For the first time since 2003, the All-Star Game outcome didn’t dictate home field advantage for the World Series. The American League won, and nobody had to care about it! Congrats to them, of course, but after that fun few days in Miami, it didn’t matter.
Before that, the league just alternated on odd and even years, which is even more of a misguided decision that thankfully hasn’t been the system for more than 15 years now.
Now, home-field advantage is based on what it probably should have been based on all along — which team puts up a better record in the regular season.
No frills, no random events thrown in to decide, just a reward for whichever team had a better showing from April until September.
This year, no matter who comes out of the American League to face the Dodgers, that answer is easy. Los Angeles will boast home-field advantage against either New York or Houston. The Dodgers were the best team in the league this year, despite their August and September shakiness, and were three games better than the Astros and 13 games ahead of the Yankees when all was said and done.
If the Cubs had made the World Series, the Astros would have held the advantage, but the Yankees would have ceded home-field to Chicago as they were one game worse than the Cubbies in the regular season.

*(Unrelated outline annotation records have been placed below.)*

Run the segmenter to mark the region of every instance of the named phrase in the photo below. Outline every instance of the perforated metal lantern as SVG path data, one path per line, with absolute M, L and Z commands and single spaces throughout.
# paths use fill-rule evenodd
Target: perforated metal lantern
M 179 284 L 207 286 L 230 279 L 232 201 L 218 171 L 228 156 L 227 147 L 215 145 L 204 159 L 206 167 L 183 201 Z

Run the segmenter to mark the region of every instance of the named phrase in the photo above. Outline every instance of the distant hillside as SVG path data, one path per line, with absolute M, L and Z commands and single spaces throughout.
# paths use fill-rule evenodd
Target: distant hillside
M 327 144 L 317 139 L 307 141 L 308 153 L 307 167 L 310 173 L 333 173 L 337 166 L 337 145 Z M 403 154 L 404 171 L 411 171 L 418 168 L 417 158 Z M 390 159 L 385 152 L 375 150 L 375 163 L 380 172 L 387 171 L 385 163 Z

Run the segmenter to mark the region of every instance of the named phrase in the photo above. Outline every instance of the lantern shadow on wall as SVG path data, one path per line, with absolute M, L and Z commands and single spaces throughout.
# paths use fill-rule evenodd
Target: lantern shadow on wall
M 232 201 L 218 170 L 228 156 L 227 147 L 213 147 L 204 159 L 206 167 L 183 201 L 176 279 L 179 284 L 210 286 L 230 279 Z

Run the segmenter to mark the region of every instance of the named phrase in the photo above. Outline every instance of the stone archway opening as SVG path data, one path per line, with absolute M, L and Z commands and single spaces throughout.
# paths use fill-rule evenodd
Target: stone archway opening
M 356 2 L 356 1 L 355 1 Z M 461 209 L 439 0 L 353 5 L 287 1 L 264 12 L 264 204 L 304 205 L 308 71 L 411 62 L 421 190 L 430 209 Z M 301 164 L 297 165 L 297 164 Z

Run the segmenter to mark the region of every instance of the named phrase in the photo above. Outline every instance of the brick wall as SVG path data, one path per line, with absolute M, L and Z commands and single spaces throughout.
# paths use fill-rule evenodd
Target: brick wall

But those hypotheticals don’t really matter, because it’s the Dodgers. It looked like — if they made the Series — that it would be the Dodgers with home-field months ago, and that prediction held up.
LA is looking for its first Series win in nearly 30 years, so it will be happy to have all the help it can get to make sure it clinches this win. Whether the Dodgers can do it remains to be seen, but they are getting all the help possible from the setup granted to them.